To put the power of this chip in perspective, a rough calculation says one could use a thousand MAGMA1s in data center to train GPT-3 in approximately 48 days.2 The same task, with one thousand A100s, can be achieved in approximately 34 days. That’s not a weak chip, so it makes sense that it is controlled as a data center chip. However, a somewhat weaker chip would evade export controls, for example a theoretical GPU that could train GPT-3 in approximately 100 days (at one thousand units).
So What?
I should mention that there do exist controls from this order for non-logic chips, especially DRAM and NAND memory chips. (Memory can be an important driver of AI chip performance, e.g. see HBM.) These controls, however, are targeted mostly at the manufacturing equipment used to produce leading-edge (advanced) memory chips, which falls under ECCN 3B001 and 3B002. This equipment is produced almost entirely outside of China, in US-allied nations.

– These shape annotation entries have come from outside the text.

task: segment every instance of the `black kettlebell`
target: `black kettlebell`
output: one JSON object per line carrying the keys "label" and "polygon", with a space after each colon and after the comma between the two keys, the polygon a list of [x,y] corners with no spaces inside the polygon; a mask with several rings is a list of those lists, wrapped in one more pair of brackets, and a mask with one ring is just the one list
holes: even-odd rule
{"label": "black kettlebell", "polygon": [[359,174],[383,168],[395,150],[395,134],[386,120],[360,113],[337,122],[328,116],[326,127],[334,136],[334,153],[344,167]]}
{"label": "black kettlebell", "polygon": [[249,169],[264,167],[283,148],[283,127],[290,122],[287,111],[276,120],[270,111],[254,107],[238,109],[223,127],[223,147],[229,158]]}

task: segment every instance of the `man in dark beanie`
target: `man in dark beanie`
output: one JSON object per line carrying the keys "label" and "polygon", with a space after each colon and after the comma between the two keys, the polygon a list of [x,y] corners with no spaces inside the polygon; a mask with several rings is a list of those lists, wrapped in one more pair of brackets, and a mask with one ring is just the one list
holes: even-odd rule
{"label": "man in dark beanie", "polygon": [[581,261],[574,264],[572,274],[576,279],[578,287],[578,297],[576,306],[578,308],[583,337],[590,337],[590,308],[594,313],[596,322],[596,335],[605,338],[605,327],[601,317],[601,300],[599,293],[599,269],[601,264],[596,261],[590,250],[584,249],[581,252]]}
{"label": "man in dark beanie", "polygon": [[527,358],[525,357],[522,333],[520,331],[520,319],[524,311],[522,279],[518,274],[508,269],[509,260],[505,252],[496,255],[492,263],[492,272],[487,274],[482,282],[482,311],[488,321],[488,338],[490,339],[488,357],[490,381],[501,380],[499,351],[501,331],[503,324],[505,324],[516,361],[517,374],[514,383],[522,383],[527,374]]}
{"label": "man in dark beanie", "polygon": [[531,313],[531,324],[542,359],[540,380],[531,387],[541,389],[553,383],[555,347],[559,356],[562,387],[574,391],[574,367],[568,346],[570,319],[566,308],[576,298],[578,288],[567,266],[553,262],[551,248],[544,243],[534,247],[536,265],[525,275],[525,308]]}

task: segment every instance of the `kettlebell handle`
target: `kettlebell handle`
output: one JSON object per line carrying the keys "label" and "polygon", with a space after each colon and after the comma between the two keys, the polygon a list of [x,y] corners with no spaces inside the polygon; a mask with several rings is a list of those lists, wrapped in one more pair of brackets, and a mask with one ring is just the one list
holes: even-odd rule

Yet, Chinese companies have found ways to skirt these controls as well. For example, BIS explicitly bans export of any manufacturing equipment which can be used to create NAND flash memory with 128 layers or more. So, Chinese memory producer YMTC has developed a unit that stacks two 116 layer memory arrays on top of each other in a 3D packaging technique they call Xtacking, essentially creating an ‘illegal’ 232-layer NAND chip without any controlled equipment.
The transparency of the export control classification system presents an interesting landscape for chip development firms. Many expect to see clever packaging and chip designs which undercut the thresholds of these controls while delivering a marketable product to the Chinese market, despite Secretary of Commerce Gina Raimondo’s warning that if a company designs a chip in this way, BIS will “control it the very next day.”
The US is not known to take its national security interest lightly. Watch for changes to these thresholds or the relevant metrics over the coming years as the fog of war around China’s nascent leading-node semiconductor industry clears.
MAGMA: Meta, Amazon, Google, Microsoft, Apple
This paper trains in-datacenter on a GPT-3-size model at 140 TOPS with 1024 A100s and can complete training in 34 days. The MAGMA1 has about 100 TOPS at the same use ratio, which corresponds to 34 * (14/10) = 47.6 days.